At present, primary aldosteronism is the most frequent cause of secondary hypertension, often undiagnosed because of the complexity of the diagnostic work-up (5). In patients with primary aldosteronism, AVS is the only reliable technique to distinguish between unilateral and bilateral autonomous production of aldosterone, allowing to offer to the patient the best available targeted therapy, either unilateral adrenalectomy or medical treatment with a mineralocorticoid receptor antagonist. AVS is an invasive and sometimes difficult procedure because the cannulation of the right adrenal vein requires very well trained radiologist and thus is not performed in all centres. AVS procedure can also lead to rare complications, such as bleeding at the cannulation site or adrenal vein rupture. For this reason the identification of possible laboratory interferences with the AVS results are of paramount importance in order to avoid the AVS diagnostic failure.
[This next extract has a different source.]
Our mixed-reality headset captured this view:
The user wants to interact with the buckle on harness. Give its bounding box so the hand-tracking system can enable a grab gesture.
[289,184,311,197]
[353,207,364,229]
To the best of our knowledge, this is the first report of abnormal gel flotation regarding contrast media (i.e., iodinate) used during adrenal vein sampling. However, it is known that iodinate contrast media cause abnormal peaks in capillary zone electrophoresis of serum proteins and positive bias in assessment of troponin I (25). Further studies should to evaluate the impact of media contrast on laboratory assays (i.e. liquid chromatography–mass spectrometry and immunochemistry). This case report was discussed at our own University Hospital within a multidisciplinary committee involving radiologists, specialists in laboratory medicine and general medicine physicians. We wanted to define a new procedure directed at replacing tube types (i.e. from gel- to plain-plasma tubes) and schedule an internal program to teach radiology residents to perform AVS in agreement with international recommendations. This strategy is in agreement with International Organization for Standardization 15189:2012 standard and aimed to avoid possible future nonconformity in this field (26).
In conclusion, we suggest using plain plasma tubes (without gel separator) for adrenal vein sampling in order to avoid potential preanalytical nonconformities in the diagnostic procedure. Moreover, radiologist staff should discard a blood volume equivalent to twice the catheter extension to eliminate residual media contrast before collection of samples for laboratory assays.